Expressing Sense of House Relating to Tariff-Rate Quotas for Raw Refined Sugar

Floor Speech

Date: Oct. 11, 2013
Location: Washington, DC


Mr. KILDEE. I thank the ranking member, and thank you for your leadership on this issue.

Madam Speaker, I rise in opposition to this resolution. Again, it is nothing but an attack on thousands of family farms in this country and in my district.

If it were the sense of Congress that it was right to end the successful sugar program, the House would have done that last June. Instead, we did the opposite. We defeated this same attack, clearly indicating that this program should be preserved.

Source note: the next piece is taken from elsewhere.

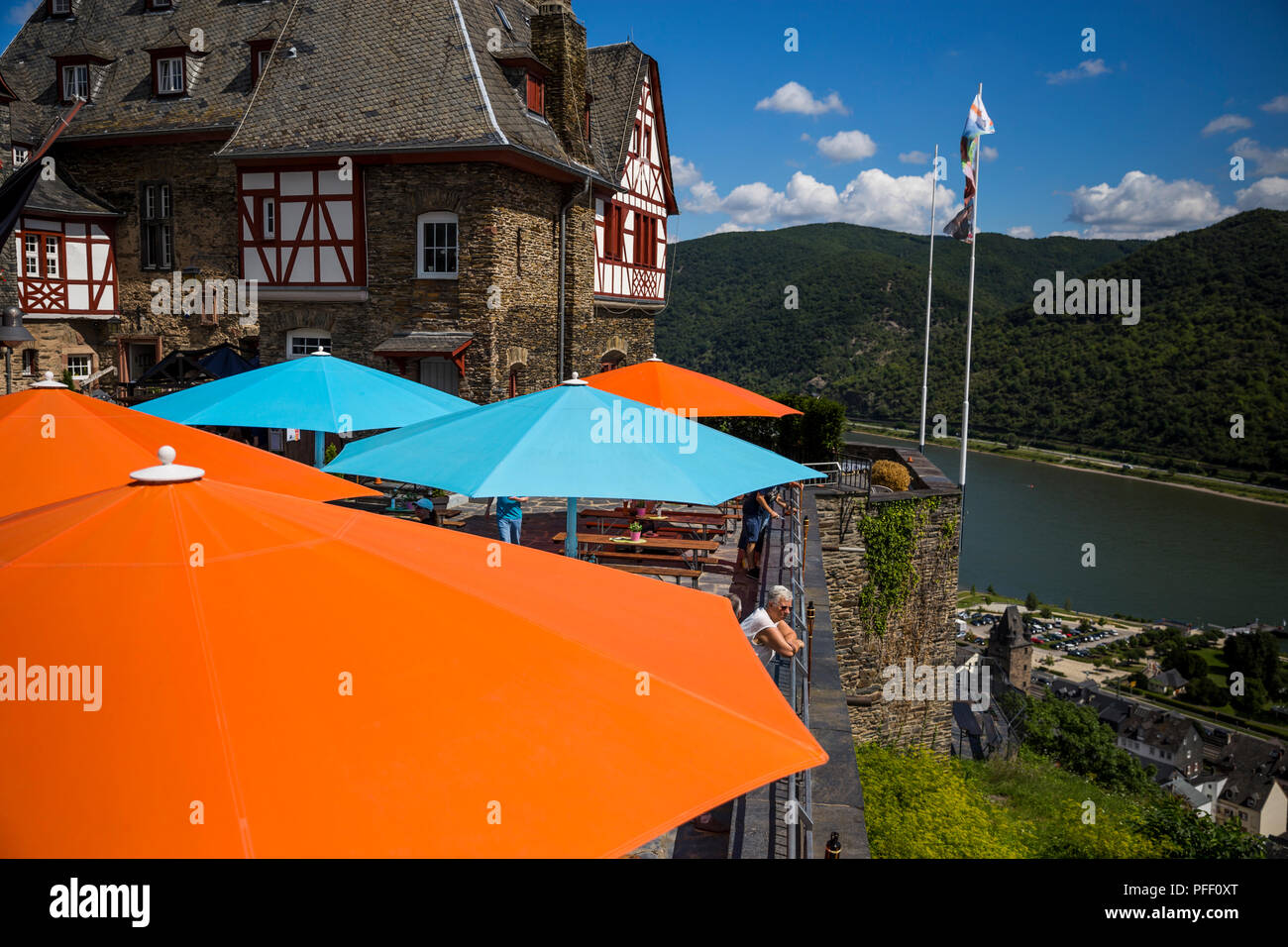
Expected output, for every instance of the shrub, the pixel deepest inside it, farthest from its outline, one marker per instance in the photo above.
(888, 474)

The district that I represent is home to Michigan Sugar. And I hear these references--I heard them on the floor earlier, and I just saw it again--to Big Sugar. These are family farms that have banded together in cooperatives. You can call that Big Sugar if you want. It is a term I suppose that is intended to elicit certain thoughts about who these farmers are. That is a shame. These are family farmers who work hard every day and are forced to be in competition with multinational corporations.

We talk about the price of sugar. The price of sugar in a candy bar in 1985, there was 3 cents of sugar in that candy bar and it cost 35 cents. Today, that same candy bar is $1.39, and there is 3 cents of sugar in that candy bar.

Let's deal with the facts here. This is a struggle between companies that want to marginally increase their profit because not enough profits are going to these companies. They are among the highest, most profitable companies in the country, and they should be. That is good. But when is enough enough? Why is it that the family farmers are always the ones that are asked to give more, to potentially risk their livelihood, generations of livelihood?

This is wrong. It was wrong when we defeated it in June, and it is wrong again today.